A release fromthe public relations firm of Weber Shandwick Worldwide notes that insomnia is a common health problem among older adults, impacting an estimated 23 to 34 percent of the population ages 65 and older. Insomnia – defined as trouble sleeping on average more than three nights per week – can be an annoyance for some, but long-lasting sleeplessness can seriously affect health, especially in the elderly.
Insomnia is linked to a higher prevalence of chronic pain, high blood pressure, type 2 diabetes and a decline of cognitive function, or dementia. People with insomnia may turn to sleeping pills.

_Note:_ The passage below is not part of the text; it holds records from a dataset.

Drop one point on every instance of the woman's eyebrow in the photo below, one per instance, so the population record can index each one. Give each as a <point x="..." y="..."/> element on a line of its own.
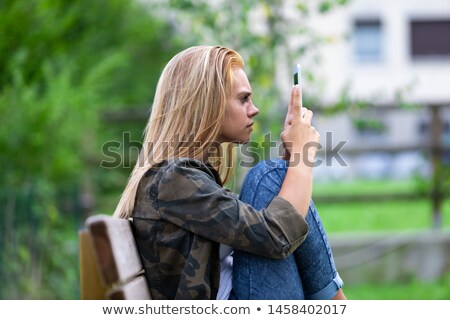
<point x="244" y="93"/>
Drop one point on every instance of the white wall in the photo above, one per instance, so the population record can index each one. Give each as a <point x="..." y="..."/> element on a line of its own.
<point x="379" y="81"/>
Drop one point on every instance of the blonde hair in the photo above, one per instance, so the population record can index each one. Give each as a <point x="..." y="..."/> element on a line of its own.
<point x="187" y="115"/>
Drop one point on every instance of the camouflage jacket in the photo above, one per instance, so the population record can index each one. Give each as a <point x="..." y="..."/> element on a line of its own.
<point x="182" y="213"/>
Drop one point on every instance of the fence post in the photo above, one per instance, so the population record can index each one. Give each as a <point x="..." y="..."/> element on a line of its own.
<point x="437" y="166"/>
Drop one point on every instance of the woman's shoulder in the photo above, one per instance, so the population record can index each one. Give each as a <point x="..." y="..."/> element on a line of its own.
<point x="183" y="168"/>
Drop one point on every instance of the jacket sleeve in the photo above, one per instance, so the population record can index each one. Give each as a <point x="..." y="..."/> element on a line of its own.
<point x="189" y="197"/>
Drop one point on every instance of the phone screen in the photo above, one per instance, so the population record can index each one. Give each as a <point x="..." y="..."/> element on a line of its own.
<point x="297" y="72"/>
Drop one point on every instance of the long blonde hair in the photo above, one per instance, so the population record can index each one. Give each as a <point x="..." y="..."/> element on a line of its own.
<point x="187" y="115"/>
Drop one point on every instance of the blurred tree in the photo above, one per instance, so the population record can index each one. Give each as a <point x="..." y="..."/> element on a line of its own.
<point x="62" y="64"/>
<point x="270" y="35"/>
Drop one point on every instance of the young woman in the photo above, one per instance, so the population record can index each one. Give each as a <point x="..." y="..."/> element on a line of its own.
<point x="187" y="225"/>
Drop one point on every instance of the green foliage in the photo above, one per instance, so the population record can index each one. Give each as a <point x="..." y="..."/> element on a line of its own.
<point x="62" y="65"/>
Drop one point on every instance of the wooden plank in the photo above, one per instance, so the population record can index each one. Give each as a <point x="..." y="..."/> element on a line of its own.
<point x="115" y="248"/>
<point x="91" y="286"/>
<point x="136" y="289"/>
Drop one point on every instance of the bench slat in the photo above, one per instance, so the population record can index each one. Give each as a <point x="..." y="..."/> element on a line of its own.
<point x="136" y="289"/>
<point x="115" y="248"/>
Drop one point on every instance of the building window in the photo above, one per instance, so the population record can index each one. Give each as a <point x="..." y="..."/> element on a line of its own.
<point x="368" y="42"/>
<point x="430" y="38"/>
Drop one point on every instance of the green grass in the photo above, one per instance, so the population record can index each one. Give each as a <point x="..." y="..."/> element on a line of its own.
<point x="414" y="290"/>
<point x="400" y="215"/>
<point x="359" y="187"/>
<point x="380" y="216"/>
<point x="375" y="216"/>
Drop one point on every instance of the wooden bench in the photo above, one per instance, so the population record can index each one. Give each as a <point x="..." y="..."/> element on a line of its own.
<point x="110" y="265"/>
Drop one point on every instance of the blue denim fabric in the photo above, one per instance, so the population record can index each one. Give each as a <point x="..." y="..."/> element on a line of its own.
<point x="309" y="273"/>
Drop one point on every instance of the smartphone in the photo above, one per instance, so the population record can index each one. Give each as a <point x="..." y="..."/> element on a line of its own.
<point x="297" y="73"/>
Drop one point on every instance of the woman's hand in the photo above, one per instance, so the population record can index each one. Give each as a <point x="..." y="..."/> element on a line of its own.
<point x="299" y="138"/>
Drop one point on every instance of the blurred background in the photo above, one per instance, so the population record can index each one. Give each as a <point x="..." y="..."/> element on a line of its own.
<point x="77" y="80"/>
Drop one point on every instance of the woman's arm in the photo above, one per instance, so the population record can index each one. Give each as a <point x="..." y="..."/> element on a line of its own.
<point x="301" y="141"/>
<point x="189" y="197"/>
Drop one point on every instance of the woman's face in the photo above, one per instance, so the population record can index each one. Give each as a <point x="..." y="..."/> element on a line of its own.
<point x="237" y="125"/>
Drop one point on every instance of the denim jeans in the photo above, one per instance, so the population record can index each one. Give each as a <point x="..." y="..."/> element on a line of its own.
<point x="308" y="273"/>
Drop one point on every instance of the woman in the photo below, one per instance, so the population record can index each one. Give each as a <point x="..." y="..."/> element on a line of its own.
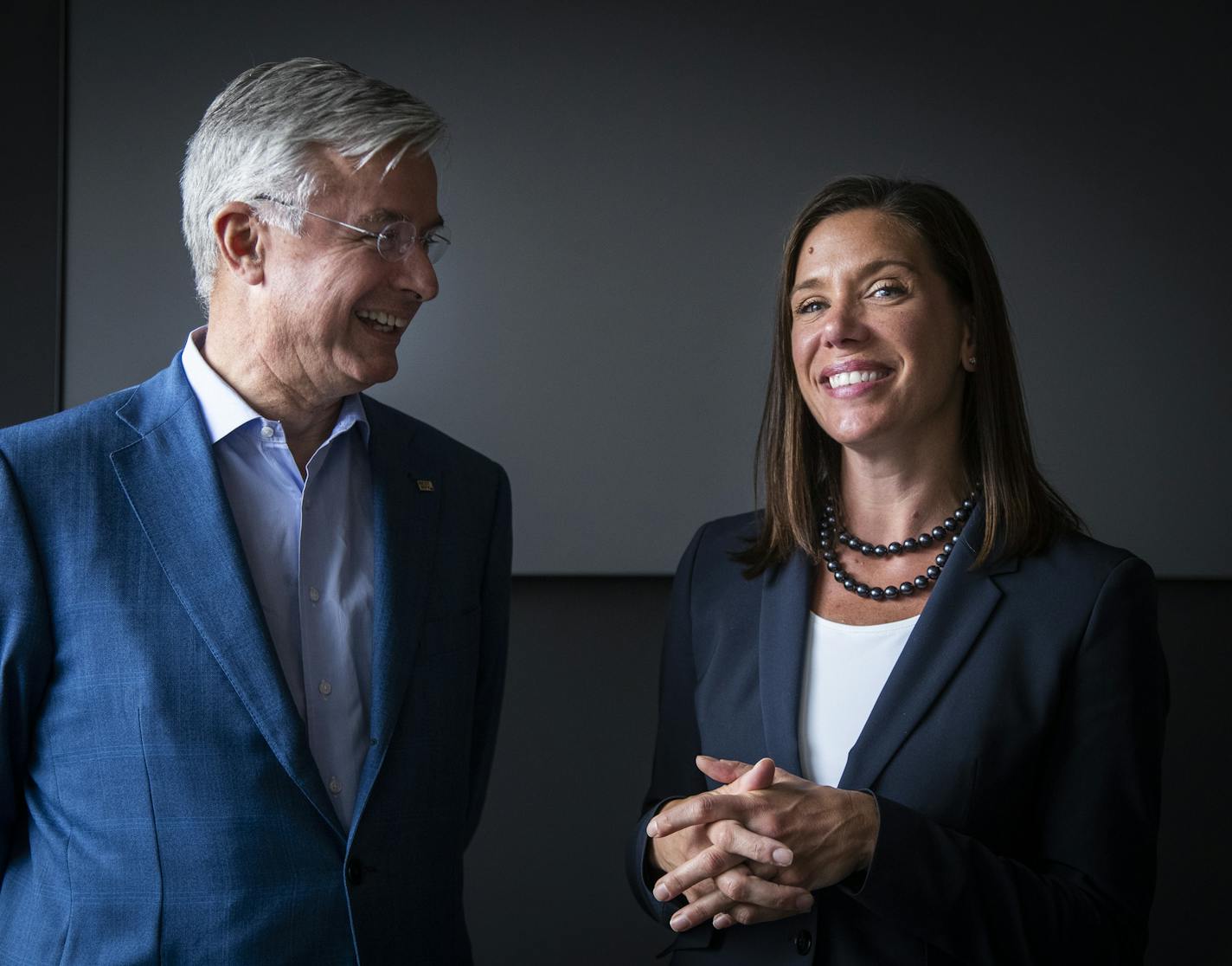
<point x="934" y="709"/>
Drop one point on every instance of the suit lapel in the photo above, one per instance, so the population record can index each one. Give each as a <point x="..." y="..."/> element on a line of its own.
<point x="781" y="636"/>
<point x="407" y="488"/>
<point x="173" y="485"/>
<point x="960" y="605"/>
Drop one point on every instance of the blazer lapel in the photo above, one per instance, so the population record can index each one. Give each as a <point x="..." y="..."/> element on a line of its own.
<point x="781" y="634"/>
<point x="407" y="491"/>
<point x="173" y="485"/>
<point x="960" y="607"/>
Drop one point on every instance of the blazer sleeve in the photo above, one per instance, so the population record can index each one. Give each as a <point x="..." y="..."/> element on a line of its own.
<point x="677" y="741"/>
<point x="494" y="647"/>
<point x="25" y="654"/>
<point x="1086" y="897"/>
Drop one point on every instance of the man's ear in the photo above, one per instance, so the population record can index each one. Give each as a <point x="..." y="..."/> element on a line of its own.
<point x="239" y="237"/>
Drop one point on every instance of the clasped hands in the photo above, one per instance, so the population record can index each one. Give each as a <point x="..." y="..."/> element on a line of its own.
<point x="755" y="848"/>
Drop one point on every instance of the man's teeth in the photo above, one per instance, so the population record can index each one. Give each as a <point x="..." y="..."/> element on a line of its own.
<point x="382" y="320"/>
<point x="848" y="378"/>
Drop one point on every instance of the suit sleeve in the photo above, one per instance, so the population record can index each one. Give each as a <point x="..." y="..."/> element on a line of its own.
<point x="677" y="742"/>
<point x="25" y="654"/>
<point x="494" y="647"/>
<point x="1086" y="896"/>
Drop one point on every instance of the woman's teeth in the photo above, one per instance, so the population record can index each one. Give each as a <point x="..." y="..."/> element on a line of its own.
<point x="848" y="378"/>
<point x="382" y="320"/>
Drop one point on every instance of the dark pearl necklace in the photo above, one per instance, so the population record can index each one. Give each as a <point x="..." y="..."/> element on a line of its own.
<point x="946" y="531"/>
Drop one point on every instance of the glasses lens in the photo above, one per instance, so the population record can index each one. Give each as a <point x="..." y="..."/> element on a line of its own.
<point x="436" y="243"/>
<point x="395" y="242"/>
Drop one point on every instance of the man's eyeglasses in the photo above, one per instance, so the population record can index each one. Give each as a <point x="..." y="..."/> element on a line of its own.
<point x="395" y="241"/>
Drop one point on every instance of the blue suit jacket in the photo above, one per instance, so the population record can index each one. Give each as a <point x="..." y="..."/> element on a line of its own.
<point x="1014" y="753"/>
<point x="157" y="800"/>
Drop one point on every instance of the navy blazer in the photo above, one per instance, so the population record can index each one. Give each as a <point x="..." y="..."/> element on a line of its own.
<point x="1014" y="754"/>
<point x="157" y="800"/>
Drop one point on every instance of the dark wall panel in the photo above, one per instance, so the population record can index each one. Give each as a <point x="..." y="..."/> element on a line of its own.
<point x="31" y="72"/>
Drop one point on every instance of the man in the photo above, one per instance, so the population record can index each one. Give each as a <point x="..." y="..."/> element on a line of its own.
<point x="253" y="623"/>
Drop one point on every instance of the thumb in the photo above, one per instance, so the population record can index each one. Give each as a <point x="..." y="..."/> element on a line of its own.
<point x="738" y="776"/>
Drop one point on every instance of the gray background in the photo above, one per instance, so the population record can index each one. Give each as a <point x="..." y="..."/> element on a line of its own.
<point x="619" y="179"/>
<point x="545" y="881"/>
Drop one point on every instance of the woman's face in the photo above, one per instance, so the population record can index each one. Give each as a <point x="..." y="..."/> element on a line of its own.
<point x="877" y="342"/>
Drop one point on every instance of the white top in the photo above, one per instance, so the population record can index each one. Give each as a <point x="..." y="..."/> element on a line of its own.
<point x="845" y="668"/>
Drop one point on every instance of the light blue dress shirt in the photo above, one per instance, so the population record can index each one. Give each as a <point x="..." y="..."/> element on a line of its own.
<point x="308" y="544"/>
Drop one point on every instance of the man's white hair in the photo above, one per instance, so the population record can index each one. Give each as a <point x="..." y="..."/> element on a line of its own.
<point x="261" y="136"/>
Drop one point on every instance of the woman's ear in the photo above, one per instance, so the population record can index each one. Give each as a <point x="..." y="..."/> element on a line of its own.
<point x="968" y="343"/>
<point x="239" y="237"/>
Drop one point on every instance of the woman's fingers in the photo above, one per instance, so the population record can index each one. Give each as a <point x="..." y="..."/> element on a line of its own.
<point x="696" y="913"/>
<point x="743" y="887"/>
<point x="706" y="864"/>
<point x="701" y="809"/>
<point x="731" y="844"/>
<point x="737" y="840"/>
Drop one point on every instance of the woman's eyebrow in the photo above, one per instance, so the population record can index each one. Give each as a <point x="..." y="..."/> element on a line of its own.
<point x="870" y="269"/>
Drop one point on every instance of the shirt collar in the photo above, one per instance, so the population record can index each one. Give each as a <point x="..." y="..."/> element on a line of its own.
<point x="226" y="410"/>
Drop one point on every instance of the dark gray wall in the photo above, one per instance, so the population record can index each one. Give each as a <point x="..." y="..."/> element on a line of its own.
<point x="619" y="177"/>
<point x="545" y="873"/>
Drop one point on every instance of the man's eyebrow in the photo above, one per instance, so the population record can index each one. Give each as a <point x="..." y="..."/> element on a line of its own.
<point x="872" y="267"/>
<point x="381" y="217"/>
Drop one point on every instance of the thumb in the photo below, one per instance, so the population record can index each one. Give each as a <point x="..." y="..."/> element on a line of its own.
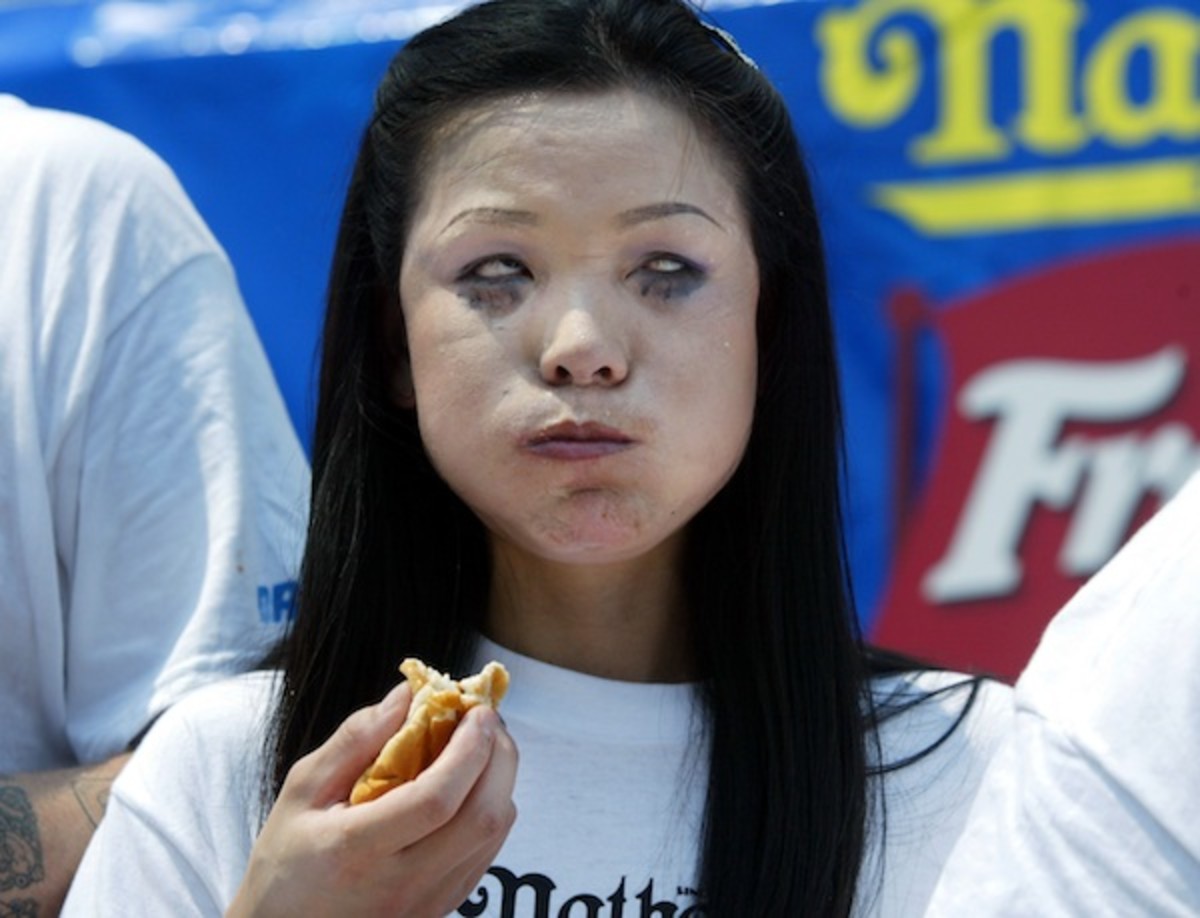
<point x="328" y="774"/>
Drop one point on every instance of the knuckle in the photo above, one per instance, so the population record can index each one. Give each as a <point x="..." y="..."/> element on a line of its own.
<point x="437" y="808"/>
<point x="493" y="822"/>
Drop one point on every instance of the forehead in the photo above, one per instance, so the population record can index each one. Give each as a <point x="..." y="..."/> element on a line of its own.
<point x="628" y="143"/>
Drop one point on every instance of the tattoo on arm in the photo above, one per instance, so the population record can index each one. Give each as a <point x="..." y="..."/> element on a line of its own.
<point x="21" y="851"/>
<point x="93" y="797"/>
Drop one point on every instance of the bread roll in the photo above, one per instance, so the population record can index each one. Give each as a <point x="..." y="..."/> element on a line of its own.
<point x="438" y="705"/>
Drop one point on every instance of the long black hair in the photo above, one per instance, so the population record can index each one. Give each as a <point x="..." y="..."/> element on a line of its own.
<point x="397" y="565"/>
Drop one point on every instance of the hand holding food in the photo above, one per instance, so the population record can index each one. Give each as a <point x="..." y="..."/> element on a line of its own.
<point x="438" y="705"/>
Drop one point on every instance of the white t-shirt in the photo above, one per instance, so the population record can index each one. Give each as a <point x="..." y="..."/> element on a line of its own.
<point x="153" y="491"/>
<point x="1093" y="807"/>
<point x="610" y="795"/>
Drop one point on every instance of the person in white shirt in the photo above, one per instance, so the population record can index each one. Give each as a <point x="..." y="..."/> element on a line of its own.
<point x="577" y="412"/>
<point x="153" y="490"/>
<point x="1092" y="807"/>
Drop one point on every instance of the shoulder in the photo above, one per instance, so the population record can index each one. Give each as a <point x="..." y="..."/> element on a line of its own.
<point x="937" y="735"/>
<point x="58" y="142"/>
<point x="1126" y="643"/>
<point x="211" y="738"/>
<point x="946" y="713"/>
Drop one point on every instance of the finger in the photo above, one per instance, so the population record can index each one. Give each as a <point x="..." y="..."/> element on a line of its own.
<point x="328" y="774"/>
<point x="449" y="863"/>
<point x="412" y="811"/>
<point x="481" y="823"/>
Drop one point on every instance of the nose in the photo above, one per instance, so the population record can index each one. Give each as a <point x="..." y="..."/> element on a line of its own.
<point x="583" y="347"/>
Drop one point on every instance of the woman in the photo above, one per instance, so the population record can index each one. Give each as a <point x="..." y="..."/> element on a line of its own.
<point x="577" y="411"/>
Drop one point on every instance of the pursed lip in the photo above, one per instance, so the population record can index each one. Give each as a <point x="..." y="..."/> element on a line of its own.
<point x="577" y="441"/>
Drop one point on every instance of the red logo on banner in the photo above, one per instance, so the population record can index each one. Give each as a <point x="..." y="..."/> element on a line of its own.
<point x="1073" y="413"/>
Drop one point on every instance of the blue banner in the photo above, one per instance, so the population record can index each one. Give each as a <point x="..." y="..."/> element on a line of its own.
<point x="1011" y="192"/>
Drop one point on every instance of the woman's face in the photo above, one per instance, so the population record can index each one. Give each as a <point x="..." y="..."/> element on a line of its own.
<point x="579" y="293"/>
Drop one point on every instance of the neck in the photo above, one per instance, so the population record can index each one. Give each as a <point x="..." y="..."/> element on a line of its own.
<point x="621" y="621"/>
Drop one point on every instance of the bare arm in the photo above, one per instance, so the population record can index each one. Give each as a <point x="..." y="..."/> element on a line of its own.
<point x="46" y="821"/>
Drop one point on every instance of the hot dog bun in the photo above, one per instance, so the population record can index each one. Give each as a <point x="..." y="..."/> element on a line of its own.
<point x="438" y="705"/>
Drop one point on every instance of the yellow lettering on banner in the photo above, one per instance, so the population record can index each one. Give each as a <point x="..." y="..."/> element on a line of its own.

However, these sedative medications have been found to increase risk of falls in the elderly, which makes it increasingly important to find more natural sleep-aids without these apparent side effects, said co-author Frank L. Greenway, MD, director of the outpatient research clinic at the Pennington Biomedical Research Center at Louisiana State University.
“Sleeping pills may be an option for younger insomniacs, but for older people these medications quadruple the risk of falling, which can lead to broken hips and, often, earlier death,” Greenway said.
For the randomized crossover clinical trial, seven older adults (average age 68) with insomnia consumed 8 ounces of tart cherry juice twice daily for two weeks, followed by a two-week washout period, then a two-week period when another beverage was consumed (placebo). Greenway and his colleagues studied their slumber in a controlled setting, using overnight polysomnography to evaluate sleep efficiency, such as sleep onset and duration. Participants also completed questionnaires related to sleep, fatigue, depression and anxiety. Additionally, blood work was conducted on each participant.
The researchers found that those who drank the Montmorency tart cherry juice in the morning and at night were able to sleep more than an hour longer each night (averaging 84 minutes) compared to the placebo, and their sleep tended to be more efficient.
Montmorency tart cherries are a natural source of melatonin, a hormone that helps regulate the sleep-wake cycle. While previous studies have suggested that tart cherry juice has sleep-enhancing benefits, Greenway and colleagues set out to help explain why. They wanted to understand if the benefits were due to the melatonin content or another component in Montmorency tart cherries.